Kitchen Mercies: Remembering the Maker

Today is soap-making day. The kitchen smells bittery and sweet, a mix of the lime and the sugar (I'm making Lime Rickey Goats Milk Soaps) and, smelling that sweet lime fragrance all day, I just want to eat the refrigerator empty again. Something that smells this good ought to be edible. I'm sure something about this fragrance will be deadly for my waistline if I'm not careful.

Today, while I stir soap, I am remembering my grandmother, Fleecy Lavinia Caston, and am grateful for how she passed the old ways down to me when I was a girl: about soap-making, about tatting and sewing, and especially how to take threadbare scraps and bits of fabric and put them together with cotton thread and a silver needle so tiny you could barely see it, all in hopes of making something beautiful and functional as a quilt. One winter afternoon when I was four, she showed me how to make a doll from a cotton diaper, embroidering the face by hand, using yarn for hair, wrapping it all into a blanket remnant so I had a baby doll which, at that age, I wanted very much. I thought it was a miracle. I hope I thanked her for it.

My grandmother never had much, not in the years I knew her anyway, but she certainly knew how to be grateful for the things she did have: for good friends, for a simple home-cooked meal like turnip greens, and for a piece of sweet cornbread crumbled into a cold glass of buttermilk. She saved her pennies and, once a month or so, we'd put on our "walking shoes" and walk to the Woolworth's where she'd buy herself a spool of tatting thread and treat me to rock candy on a stick. She knew the value of a clean conscience and a good night's sleep and a peaceful heart and I think she may have passed a longing for those things along to me, though I admit here to you today that those lessons were slow in coming to me.
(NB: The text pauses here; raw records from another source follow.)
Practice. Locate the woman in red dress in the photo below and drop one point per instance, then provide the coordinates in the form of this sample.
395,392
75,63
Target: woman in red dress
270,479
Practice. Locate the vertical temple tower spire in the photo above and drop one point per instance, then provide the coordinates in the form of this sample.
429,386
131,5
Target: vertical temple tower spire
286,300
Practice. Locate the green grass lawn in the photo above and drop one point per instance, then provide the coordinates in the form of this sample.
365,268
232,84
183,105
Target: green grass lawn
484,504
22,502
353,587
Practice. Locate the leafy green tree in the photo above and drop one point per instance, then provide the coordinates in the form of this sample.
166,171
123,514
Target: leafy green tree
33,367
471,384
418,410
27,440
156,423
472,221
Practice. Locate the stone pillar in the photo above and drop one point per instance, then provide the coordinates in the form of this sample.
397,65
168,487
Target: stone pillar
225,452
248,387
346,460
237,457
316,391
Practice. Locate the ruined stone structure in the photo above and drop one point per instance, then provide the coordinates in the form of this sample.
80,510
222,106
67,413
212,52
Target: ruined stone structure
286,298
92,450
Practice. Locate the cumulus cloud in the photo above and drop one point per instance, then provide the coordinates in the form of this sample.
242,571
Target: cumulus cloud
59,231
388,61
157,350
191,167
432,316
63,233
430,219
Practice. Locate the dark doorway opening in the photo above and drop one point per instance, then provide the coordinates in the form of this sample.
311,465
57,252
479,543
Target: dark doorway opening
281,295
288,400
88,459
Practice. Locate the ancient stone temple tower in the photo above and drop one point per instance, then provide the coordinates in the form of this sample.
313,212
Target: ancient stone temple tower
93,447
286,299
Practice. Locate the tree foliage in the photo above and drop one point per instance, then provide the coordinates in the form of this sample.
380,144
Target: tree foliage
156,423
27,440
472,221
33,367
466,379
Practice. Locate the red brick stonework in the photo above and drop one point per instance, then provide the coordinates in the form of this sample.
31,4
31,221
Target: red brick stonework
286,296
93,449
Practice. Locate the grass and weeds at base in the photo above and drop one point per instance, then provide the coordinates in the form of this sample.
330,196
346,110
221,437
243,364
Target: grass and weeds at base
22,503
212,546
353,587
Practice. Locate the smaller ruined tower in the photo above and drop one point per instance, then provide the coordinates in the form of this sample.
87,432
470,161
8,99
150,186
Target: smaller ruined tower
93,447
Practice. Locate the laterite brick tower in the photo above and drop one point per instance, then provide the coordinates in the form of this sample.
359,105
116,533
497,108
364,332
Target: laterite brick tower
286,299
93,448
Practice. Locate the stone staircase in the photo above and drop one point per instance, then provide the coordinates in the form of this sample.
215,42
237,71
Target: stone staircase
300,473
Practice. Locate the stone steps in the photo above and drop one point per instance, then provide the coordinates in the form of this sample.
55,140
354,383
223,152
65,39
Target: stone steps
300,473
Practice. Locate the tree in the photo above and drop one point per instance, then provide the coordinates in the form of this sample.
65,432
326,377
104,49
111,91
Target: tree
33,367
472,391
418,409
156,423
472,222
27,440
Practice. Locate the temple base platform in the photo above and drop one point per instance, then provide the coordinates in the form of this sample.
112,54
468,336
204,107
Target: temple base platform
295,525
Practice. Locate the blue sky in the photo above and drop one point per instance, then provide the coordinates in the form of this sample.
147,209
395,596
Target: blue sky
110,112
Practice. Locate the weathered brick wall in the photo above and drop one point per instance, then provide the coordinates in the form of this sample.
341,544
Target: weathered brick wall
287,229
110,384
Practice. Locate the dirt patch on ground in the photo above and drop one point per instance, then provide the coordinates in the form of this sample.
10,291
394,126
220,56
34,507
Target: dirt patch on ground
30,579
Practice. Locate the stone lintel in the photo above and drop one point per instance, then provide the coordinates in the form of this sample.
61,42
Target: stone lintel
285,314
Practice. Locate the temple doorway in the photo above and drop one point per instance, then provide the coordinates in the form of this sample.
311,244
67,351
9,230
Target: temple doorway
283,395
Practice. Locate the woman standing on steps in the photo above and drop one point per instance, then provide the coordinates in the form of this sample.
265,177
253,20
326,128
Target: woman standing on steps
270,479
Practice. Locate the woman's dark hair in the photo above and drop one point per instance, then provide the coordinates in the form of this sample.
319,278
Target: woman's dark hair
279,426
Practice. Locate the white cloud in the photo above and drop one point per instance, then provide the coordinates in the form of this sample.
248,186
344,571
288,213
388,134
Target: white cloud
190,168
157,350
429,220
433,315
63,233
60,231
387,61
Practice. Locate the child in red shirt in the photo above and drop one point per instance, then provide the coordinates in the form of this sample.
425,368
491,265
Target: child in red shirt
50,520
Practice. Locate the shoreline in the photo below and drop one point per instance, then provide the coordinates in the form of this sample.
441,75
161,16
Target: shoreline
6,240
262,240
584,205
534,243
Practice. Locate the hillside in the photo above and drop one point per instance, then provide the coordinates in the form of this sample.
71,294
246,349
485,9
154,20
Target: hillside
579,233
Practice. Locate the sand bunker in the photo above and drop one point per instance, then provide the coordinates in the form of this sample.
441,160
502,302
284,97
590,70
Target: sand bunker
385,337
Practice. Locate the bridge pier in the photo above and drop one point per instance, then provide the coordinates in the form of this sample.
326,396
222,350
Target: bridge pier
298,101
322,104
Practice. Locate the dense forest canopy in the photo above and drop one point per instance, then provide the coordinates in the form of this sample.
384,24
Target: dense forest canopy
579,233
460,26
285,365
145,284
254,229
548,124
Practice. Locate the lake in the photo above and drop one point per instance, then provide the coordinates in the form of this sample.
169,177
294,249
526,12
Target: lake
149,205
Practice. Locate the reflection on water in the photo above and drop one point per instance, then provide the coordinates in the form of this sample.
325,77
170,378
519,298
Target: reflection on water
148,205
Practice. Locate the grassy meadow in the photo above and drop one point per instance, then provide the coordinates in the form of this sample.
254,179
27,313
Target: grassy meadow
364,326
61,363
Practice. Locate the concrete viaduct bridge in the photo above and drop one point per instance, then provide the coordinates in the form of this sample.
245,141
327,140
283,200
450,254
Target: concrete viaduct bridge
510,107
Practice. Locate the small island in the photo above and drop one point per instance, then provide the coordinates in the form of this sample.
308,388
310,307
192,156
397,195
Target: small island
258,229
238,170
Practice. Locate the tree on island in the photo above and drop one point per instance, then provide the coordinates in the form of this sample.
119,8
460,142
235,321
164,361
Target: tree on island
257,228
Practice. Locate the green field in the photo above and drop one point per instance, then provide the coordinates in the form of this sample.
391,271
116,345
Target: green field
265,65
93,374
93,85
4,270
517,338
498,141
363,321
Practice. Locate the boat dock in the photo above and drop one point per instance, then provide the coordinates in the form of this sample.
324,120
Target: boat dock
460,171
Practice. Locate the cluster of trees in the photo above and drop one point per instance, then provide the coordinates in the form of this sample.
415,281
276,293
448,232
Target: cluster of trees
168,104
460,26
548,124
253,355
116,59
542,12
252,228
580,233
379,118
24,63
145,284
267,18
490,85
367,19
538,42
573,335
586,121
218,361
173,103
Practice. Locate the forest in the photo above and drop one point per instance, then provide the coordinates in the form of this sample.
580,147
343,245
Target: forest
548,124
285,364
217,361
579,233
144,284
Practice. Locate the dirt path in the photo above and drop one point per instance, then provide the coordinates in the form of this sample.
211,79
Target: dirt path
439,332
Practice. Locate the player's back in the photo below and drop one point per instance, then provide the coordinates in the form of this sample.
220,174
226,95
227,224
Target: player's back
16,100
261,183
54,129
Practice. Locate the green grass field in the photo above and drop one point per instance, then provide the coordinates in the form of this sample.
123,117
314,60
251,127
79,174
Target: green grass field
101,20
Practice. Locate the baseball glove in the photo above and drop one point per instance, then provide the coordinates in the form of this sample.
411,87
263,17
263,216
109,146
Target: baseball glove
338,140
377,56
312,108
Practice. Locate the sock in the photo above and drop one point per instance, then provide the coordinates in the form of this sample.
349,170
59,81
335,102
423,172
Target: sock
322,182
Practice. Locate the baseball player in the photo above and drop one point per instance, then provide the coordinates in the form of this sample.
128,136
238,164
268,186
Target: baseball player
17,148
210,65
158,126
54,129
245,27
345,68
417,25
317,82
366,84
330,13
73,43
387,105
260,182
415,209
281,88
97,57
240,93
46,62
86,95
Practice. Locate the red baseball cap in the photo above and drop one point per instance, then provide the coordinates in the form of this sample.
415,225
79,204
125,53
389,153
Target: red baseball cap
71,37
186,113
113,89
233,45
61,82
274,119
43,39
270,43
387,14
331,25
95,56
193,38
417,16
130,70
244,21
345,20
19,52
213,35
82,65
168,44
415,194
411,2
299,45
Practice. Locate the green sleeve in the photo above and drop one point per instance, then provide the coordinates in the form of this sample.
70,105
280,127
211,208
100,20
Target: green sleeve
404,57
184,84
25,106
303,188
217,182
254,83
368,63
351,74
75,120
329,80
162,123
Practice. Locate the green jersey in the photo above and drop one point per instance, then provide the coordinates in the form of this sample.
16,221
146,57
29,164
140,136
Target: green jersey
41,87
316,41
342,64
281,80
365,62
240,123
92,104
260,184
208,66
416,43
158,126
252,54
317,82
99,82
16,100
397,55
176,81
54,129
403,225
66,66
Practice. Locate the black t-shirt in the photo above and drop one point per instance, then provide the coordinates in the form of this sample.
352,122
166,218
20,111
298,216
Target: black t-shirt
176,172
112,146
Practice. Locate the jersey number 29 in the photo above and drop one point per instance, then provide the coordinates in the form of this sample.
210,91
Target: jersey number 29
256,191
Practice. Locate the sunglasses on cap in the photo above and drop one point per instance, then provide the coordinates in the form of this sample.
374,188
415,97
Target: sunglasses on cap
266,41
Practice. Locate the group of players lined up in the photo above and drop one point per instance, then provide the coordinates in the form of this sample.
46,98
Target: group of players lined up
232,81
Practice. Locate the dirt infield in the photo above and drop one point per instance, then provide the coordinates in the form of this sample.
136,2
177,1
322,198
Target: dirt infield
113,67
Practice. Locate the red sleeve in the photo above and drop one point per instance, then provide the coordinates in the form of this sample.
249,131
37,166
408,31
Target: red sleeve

Today, I'm recalling that, as much as she taught me how to piece and quilt, how to make soap and "make do," she also taught me about being kind to others, about minding my manners, about being thankful, and about how mercy is sometimes better than justice. It isn't that she talked to me about any of these things directly; rather, I watched her live these things out in front of me as I grew from being a small girl into young womanhood. She was kind to everyone we encountered in our walks and in the stores or at the post office, even kind to people who weren't always so kind to her. She delighted in people, with ALL their quirks. She never forgot to thank the people who held the door for her or bagged her groceries, those who complimented her, or those neighbors who brought her a potted geranium or slice of pie. And she always liberally dished out mercy for me when she might have just as easily judged me. I appreciated that about her most of all, I think. I was awkward, shy, prone to blushing and stammering, easily flustered and frustrated, and she acted as if I were the smartest, most clever, best thing she'd ever had come into her life. Everyone needs someone like that in a childhood, and I was fortunate to have her. I know that now; I knew it then.

It's only natural that I think of her today, here in my old farmhouse kitchen in central Pennsylvania, bare-footed, measuring (haphazardly) the goats milk and the fragrance oils, stirring the hot soap mix in a warped aluminum pan until the soap is smooth and milky and setting up, then pouring it into molds. Even when I am the only one home, I am never alone on days when I make soap: I imagine her back to me as I stir and pour, imagine hearing again her gravelly voice as she leans over the cookstove muttering, Umm-umm. Now THAT'S something to write home about.